Yeah as a side note, I had to fork Drill to update the netty jars also so
that's done in my fork as best as my understanding is.
There is already a ticket about that issue:
https://issues.apache.org/jira/browse/DRILL-7546
That seems to be the same problem described there.

Thanks, I hope I will be able to open source it when it's more production
ready and the company is able to do it.

On Tue, Mar 24, 2020 at 2:41 PM Paul Rogers <par0328@yahoo.com.invalid>
wrote:

> Hi Benjamin,
>
> Thanks much for the update. Congrats on getting everything working. Glad
> you did not end up in jar conflict hell.
>
> If you can, please file a JIRA ticket about the endpoint map issue. The
> situation you describe  seems wrong. Perhaps the bug crept in as people
> added information to the endpoint.
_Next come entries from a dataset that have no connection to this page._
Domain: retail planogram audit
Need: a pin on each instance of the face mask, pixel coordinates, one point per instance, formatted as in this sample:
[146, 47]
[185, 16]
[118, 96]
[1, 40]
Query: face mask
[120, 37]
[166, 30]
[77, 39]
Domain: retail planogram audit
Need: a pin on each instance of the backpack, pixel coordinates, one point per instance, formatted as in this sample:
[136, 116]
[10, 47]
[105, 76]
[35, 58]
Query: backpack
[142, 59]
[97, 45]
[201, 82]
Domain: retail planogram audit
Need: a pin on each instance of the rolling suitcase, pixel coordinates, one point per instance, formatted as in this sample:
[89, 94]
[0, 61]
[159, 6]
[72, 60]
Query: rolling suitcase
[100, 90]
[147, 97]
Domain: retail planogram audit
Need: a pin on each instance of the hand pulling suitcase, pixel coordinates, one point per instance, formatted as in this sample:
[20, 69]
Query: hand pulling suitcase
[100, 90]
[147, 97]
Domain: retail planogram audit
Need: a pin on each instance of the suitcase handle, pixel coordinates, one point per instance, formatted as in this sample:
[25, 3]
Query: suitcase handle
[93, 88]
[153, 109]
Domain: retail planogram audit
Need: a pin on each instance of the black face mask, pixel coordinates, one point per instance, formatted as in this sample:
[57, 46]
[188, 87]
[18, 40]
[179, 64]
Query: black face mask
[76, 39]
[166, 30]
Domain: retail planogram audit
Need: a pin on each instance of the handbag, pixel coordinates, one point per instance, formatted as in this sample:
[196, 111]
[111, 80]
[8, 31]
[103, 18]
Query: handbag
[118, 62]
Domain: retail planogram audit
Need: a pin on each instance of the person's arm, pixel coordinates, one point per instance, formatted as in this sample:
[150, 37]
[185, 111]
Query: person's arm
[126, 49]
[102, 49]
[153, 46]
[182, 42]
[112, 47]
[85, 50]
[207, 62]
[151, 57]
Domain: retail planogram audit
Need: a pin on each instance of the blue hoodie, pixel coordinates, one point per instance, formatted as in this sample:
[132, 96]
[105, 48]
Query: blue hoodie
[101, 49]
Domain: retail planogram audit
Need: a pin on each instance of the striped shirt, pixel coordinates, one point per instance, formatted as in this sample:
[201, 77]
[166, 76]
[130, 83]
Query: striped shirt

In any event, we should fix the issue.
>
> I look forward to the link to see how you did the integration.
>
> Thanks,
> - Paul
>
>
>
>     On Tuesday, March 24, 2020, 6:17:41 AM PDT, Benjamin Schaff <
> benjamin.schaff@reactivecore.com> wrote:
>
>  Hi,
>
> Just wanted to give some feedback, I finally got a chance to work on that
> part of our database.
> I successfully integrated drill as the sql engine directly inside the
> database with partition placement that gave me the lift I expected from the
> old version that was using an external spark cluster.
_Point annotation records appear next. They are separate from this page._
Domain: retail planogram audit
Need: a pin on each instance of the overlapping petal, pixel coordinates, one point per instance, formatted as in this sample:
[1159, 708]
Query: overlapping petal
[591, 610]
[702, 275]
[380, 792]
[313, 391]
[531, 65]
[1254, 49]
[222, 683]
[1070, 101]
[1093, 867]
> So right now, the "storage" nodes and drillbits are in the same JVM and can
> read the data directly.
> I am not seeing any issue as of now but I am continuing the benchmarks and
> try to have better coverage for testing.
>
> One thing that is a bit of struggle and I fixed it partially in Drill was
> the fact that DrillbitEndpoints are used in HashMap and the hashcode
> contains the state field of the node which sometimes ends up duplicating
> the endpoints and gave me some issues with the "hard" affinity mode and the
> "required" endpoint flag.
> Unfortunately, since I don't know the internal of Drill, the patch I did is
> really just for my use case but if it's of any interest, I could contribute
> fixing that properly. (endpoint with startup state get mixed up with
> endpoints with online state and are one and the same)
>
> My company is considering open-sourcing our product, if any one is
> interested, I will give the link whenever it's available as an example on
> how to do it.
>
> Thanks everyone for you help and suggestions.
>
>
> On Wed, Jan 22, 2020 at 9:28 AM Benjamin Schaff <
> benjamin.schaff@reactivecore.com> wrote:
>
> > Hi, thanks everyone for the feedback.
> >
> > The current database query API support pushdowns (filtering and
> > projections) but when dealing with billion rows, it's still a lot to move
> > over the network.
> > The RPC API itself is not the performance bottleneck, we have our own
> > binary format similar to flatbuffer with query time codegen readers and
> > writers so that part is ok.
> >
> > On the question about why the spark part is kind of slow, I do batch
> > (usually around 50k rows at a time) but my guess is that going from our
> > binary format to spark internal row format and then spark moves it to
> > unsaferow is a lot of transformation for "nothing".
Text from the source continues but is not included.